Colorectal cancer is a malignancy that originates in the colon or rectum, often developing from precancerous polyps and influenced by genetic, environmental, and lifestyle factors.
What are the main risk factors for CRC?
Major risk factors include age over 50, family history, inherited syndromes like Lynch syndrome, obesity, smoking, alcohol use, diets high in red/processed meat, and inflammatory bowel disease.
What are the symptoms of colorectal cancer?
Symptoms may include changes in bowel habits, blood in the stool, abdominal pain, fatigue, anemia, and unexplained weight loss.
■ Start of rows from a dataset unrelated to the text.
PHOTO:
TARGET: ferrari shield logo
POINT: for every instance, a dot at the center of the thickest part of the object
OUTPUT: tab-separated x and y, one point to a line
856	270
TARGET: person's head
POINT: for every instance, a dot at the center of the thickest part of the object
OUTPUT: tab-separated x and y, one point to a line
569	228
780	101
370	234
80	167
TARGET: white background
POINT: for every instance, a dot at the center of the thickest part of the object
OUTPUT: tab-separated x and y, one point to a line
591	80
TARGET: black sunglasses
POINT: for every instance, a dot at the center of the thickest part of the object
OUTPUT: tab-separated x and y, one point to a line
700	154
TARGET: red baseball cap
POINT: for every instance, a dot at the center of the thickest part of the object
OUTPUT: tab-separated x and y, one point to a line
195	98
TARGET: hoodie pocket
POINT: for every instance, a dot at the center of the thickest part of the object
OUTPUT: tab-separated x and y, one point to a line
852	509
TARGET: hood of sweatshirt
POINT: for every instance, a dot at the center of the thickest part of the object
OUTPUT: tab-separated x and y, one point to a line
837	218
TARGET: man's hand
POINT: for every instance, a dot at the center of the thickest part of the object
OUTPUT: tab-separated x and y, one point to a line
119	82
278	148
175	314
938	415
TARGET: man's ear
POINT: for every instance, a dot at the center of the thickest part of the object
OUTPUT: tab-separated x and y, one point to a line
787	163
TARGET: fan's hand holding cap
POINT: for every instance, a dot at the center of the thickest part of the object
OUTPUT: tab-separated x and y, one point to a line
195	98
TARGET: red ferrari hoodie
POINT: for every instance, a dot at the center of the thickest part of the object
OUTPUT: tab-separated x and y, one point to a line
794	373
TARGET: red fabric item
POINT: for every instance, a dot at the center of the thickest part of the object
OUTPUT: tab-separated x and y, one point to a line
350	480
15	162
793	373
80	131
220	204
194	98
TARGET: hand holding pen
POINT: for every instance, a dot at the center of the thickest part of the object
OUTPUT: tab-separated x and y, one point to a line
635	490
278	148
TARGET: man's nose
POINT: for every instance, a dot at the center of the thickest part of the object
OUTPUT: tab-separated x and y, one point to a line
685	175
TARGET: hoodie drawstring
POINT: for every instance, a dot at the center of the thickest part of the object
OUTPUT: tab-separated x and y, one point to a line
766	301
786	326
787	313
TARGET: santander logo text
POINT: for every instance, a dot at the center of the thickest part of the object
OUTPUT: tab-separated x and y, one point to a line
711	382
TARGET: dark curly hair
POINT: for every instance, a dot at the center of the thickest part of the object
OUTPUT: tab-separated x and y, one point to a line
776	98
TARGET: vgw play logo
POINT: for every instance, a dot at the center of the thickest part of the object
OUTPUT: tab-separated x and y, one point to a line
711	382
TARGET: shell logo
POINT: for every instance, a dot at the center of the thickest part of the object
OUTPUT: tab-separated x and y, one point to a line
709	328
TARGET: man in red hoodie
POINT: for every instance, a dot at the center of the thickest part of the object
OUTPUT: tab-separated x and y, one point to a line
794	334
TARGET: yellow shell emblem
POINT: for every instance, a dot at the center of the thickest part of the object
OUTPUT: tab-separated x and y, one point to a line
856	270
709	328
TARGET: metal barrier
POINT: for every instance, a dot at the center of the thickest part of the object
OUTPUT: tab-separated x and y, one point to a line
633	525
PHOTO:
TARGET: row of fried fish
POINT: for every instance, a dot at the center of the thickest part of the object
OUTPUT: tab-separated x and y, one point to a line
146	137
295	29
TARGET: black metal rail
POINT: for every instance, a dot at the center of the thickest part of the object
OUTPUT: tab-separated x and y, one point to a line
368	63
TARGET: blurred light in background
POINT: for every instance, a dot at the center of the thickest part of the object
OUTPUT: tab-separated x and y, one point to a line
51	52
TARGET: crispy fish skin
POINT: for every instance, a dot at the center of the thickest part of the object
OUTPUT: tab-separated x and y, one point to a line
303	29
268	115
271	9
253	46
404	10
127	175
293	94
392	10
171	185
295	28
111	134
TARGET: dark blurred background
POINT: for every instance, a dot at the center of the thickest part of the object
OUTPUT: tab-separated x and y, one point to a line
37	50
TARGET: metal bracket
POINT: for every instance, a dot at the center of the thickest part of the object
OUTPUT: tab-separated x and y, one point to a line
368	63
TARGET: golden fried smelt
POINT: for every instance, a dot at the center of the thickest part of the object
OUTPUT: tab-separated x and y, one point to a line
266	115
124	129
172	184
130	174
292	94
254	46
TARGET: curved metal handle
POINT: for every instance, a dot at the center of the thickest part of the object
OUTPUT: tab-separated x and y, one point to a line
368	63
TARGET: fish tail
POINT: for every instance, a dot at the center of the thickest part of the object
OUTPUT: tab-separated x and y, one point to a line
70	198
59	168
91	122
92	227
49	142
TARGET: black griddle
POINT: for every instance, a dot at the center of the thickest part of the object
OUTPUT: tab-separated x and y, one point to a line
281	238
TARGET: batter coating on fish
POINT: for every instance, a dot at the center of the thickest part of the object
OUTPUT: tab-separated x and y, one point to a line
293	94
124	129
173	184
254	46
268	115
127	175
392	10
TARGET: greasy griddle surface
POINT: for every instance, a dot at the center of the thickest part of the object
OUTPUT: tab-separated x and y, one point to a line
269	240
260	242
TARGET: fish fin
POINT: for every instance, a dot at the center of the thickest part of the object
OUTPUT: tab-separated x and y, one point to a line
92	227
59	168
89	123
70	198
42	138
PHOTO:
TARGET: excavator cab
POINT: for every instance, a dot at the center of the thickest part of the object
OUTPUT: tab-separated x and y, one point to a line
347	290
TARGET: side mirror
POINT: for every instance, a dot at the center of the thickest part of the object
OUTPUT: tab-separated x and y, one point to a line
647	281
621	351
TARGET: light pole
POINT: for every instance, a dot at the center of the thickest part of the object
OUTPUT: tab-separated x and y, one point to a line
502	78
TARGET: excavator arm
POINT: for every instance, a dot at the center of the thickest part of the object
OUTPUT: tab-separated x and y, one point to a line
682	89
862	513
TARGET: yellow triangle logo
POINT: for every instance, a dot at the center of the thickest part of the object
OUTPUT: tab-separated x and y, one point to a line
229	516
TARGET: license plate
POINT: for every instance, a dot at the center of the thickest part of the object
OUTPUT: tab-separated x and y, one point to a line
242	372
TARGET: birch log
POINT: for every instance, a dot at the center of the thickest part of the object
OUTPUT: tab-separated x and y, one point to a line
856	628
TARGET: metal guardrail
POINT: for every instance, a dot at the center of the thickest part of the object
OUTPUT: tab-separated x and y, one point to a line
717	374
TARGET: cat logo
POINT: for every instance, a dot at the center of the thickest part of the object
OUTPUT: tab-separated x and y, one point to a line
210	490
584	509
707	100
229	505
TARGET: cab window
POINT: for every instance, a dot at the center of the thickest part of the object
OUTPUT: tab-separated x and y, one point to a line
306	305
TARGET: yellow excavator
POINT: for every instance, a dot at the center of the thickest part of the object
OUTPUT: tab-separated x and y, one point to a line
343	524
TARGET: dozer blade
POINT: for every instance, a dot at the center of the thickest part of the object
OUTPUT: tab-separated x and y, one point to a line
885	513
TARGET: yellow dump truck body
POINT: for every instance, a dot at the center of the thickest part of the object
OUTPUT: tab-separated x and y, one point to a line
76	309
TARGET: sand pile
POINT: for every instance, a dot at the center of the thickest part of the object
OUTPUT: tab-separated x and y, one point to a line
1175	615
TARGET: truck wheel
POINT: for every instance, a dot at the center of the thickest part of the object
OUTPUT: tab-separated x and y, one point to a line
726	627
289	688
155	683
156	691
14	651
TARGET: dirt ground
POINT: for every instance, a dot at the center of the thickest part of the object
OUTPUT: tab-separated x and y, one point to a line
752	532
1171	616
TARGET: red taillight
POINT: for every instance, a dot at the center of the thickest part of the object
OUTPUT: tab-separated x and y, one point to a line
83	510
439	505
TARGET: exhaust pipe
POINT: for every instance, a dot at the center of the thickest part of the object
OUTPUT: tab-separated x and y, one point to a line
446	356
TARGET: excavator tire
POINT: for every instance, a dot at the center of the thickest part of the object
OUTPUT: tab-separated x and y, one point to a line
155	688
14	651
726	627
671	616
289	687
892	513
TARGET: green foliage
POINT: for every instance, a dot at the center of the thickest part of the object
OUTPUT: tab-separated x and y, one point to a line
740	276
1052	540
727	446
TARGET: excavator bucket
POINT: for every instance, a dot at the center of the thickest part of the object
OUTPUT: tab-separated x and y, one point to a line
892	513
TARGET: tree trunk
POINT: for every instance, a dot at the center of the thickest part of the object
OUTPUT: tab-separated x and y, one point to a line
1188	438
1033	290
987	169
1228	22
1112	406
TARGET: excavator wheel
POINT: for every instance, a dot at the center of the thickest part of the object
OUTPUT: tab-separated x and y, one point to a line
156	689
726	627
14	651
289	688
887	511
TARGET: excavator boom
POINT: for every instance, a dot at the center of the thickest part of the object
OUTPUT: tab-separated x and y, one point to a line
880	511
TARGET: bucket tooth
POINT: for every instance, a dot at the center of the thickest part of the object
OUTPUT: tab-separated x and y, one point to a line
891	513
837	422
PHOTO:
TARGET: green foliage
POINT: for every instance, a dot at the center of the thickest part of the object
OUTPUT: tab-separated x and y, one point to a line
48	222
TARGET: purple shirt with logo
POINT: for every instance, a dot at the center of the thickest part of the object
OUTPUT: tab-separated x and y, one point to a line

Right-sided and left-sided CRC may present differently.
How is CRC diagnosed?
Diagnosis involves colonoscopy with biopsy, imaging (CT, MRI, PET), and molecular testing for mutations (KRAS, NRAS, BRAF, MSI). Screening tools like FIT are used for early detection.
What does MSI-high mean in colorectal cancer?
MSI-high indicates high microsatellite instability due to mismatch repair deficiency. These tumors often respond well to immunotherapy and may indicate Lynch syndrome.
What are the treatment options for CRC?
Treatment varies by stage and may include surgery, chemotherapy (e.g., FOLFOX, FOLFIRI), radiation (especially for rectal cancer), targeted therapies (e.g., anti-EGFR, anti-VEGF), and immunotherapy.
What is ctDNA and how is it used in CRC?
Circulating tumor DNA (ctDNA) is used for non-invasive detection of minimal residual disease and relapse monitoring. It’s also being explored for treatment personalization.
Are there targeted therapies for CRC?
Yes. HER2 amplification, KRAS G12C mutations, BRAF V600E, and NTRK fusions are targetable with specific therapies. Molecular testing is essential for guiding treatment.
What is total neoadjuvant therapy (TNT) in rectal cancer?
TNT involves delivering both chemotherapy and radiation before surgery to improve tumor response, allow organ preservation, and reduce recurrence.
What advancements are emerging in CRC treatment?
New developments include AI-guided decision-making, ctDNA monitoring, next-gen immunotherapies (e.g., botensilimab + balstilimab), cancer vaccines, and CAR-T for solid tumors.